В прошлом году Бяка построил себе просторный светлый дом на северном склоне холма. Его хижинка, ловко встроенная в корни кривой сосны, была так хороша, что Бяка придумал ей ласковое имя «Моя Радость». Большой Кыш страшно гордился своим домом: его аккуратными слюдяными окошками и большим парадным входом. Кыш был молод и не знал, что излишества и роскошь часто приводят к беде. В дом через большой вход может пролезть большой зверь. Так и случилось. Зимой, когда Бяка спал в снежном сугробе, его опустевший дом приглянулся лохматому молодому Еноту. Недолго думая, бездомный зверь протиснулся внутрь, слегка подправил кышью архитектуру по своему вкусу и накрепко прижился в Бякиной хижинке.

Вытаяв весной из снега, Большой Кыш сразу отправился домой, в «Мою Радость», и, естественно, обнаружил там Енота. Кыш так рассердился, так обиделся, что стал крушить всё вокруг. Первым ему подвернулся домик Туки. И Бяка разнёс его по камешку. Увы. Увы. Увы. Нет, что ни говорите, нельзя срывать зло на других. Злость и обида – плохие советчики. Это знают все, даже кышата.

Жуликоватый кыш Люля умудрился отнять у застенчивого Сурка его нору, когда тот вышел погреться на весеннем солнышке. Вообще-то, мошенничество кыши осуждали. Оправдывая свой не слишком хороший поступок, Люля заявил, что он-де гадал на заячьих «орешках» и ему выпала такая судьба – обманом выгнать Сурка.

Рис.22 Большой Кыш
Рис.23 Большой Кыш

Кыши смирились. Но лишь Сяпа позаботился о судьбе одинокого зверя. Никому ничего не сказав, он соорудил новый дом под кустом бузины, а Сурок не поленился завершить подземную часть строительства. В общем, все остались довольны. Не было известий о Гнусе – ленивом кыше-нытике. Как потом выяснилось, Гнус вытаял, как и Тука, за каменной грядой, но не стал возвращаться на холм, а решил начать новую жизнь там, в Большой Тени, где никто не знал о его проделках.
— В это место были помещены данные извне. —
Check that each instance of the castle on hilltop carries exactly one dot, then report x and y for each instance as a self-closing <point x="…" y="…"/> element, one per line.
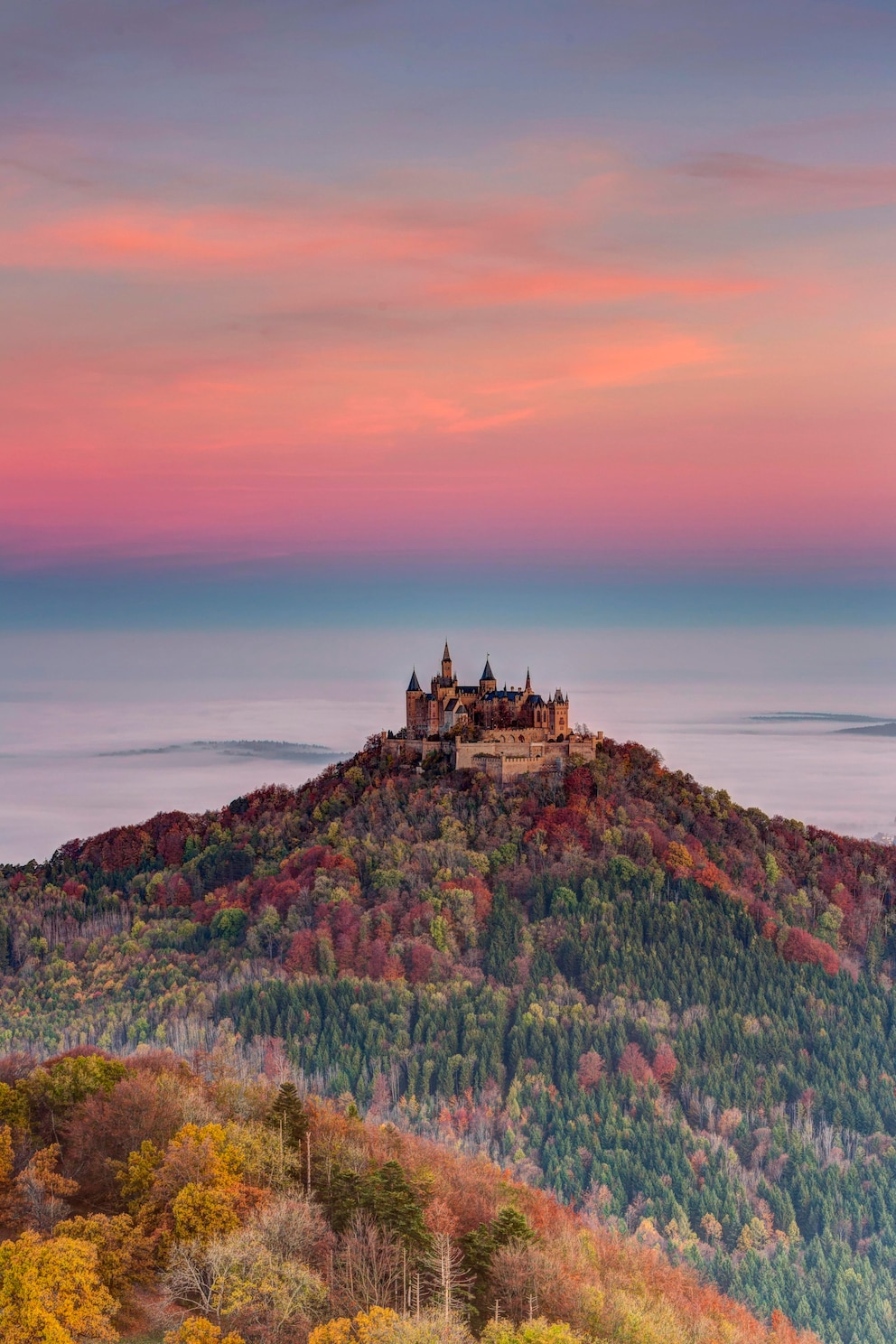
<point x="504" y="733"/>
<point x="449" y="705"/>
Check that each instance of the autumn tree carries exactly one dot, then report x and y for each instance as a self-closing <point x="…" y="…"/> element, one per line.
<point x="50" y="1292"/>
<point x="43" y="1190"/>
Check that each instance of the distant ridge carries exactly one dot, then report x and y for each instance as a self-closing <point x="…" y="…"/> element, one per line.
<point x="874" y="730"/>
<point x="267" y="751"/>
<point x="794" y="716"/>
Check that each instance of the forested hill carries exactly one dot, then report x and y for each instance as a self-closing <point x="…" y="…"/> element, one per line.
<point x="670" y="1010"/>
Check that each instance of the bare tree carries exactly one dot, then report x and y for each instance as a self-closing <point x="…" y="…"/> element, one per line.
<point x="446" y="1261"/>
<point x="367" y="1267"/>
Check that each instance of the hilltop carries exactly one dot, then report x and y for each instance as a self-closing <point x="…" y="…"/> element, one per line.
<point x="672" y="1011"/>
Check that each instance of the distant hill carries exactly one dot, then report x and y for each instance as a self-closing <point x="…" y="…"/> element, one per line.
<point x="874" y="730"/>
<point x="303" y="751"/>
<point x="667" y="1008"/>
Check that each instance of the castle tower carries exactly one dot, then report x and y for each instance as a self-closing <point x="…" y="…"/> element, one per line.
<point x="559" y="707"/>
<point x="413" y="703"/>
<point x="487" y="680"/>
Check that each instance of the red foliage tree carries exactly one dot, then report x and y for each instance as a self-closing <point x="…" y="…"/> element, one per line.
<point x="633" y="1062"/>
<point x="590" y="1070"/>
<point x="664" y="1063"/>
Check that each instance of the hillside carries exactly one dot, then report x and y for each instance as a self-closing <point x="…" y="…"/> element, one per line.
<point x="162" y="1191"/>
<point x="675" y="1013"/>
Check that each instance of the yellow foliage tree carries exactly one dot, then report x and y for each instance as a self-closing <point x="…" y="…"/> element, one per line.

Всех волновала судьба Ася – главного из кышей Маленькой Тени. Его очень любили, хоть он был малообщительным, застенчивым и очень старым. Трудолюбивый Ась снабжал своих собратьев вязаными носками и жилетками. Именно он три года назад связал Сяпе большую панаму, с которой тот не расставался ни на минуту. Ась был самым старшим и самым мудрым на холме, он знал всё про всё. Кыши ждали Ася со дня на день и ежедневно осматривали северные склоны холма, болото и лощину, где ещё лежал снег.

Ась вытаял последним. На болоте вместе со сладкой клюквой. Всю зиму он спал крепким сном в кустиках дурман-травы и багульника. Солнце не спешило растапливать льдинку, приютившую старика. Но когда срок пришёл – лёд растаял. Ась чуть было не захлебнулся талой водой, его едва не вынесло половодьем на камни, но молодчина Ась уцелел. Он подсох, отдышался и добрался до своего домика у родника. Дом пережил уже пятую зиму и преданно ждал Ася.

Рис.24 Большой Кыш

Глава шестая

Почему дерутся феномены?

Другу надо верить всегда и сразу.

Близнецы Слюня и Хлюпа. С Законом не поспоришь.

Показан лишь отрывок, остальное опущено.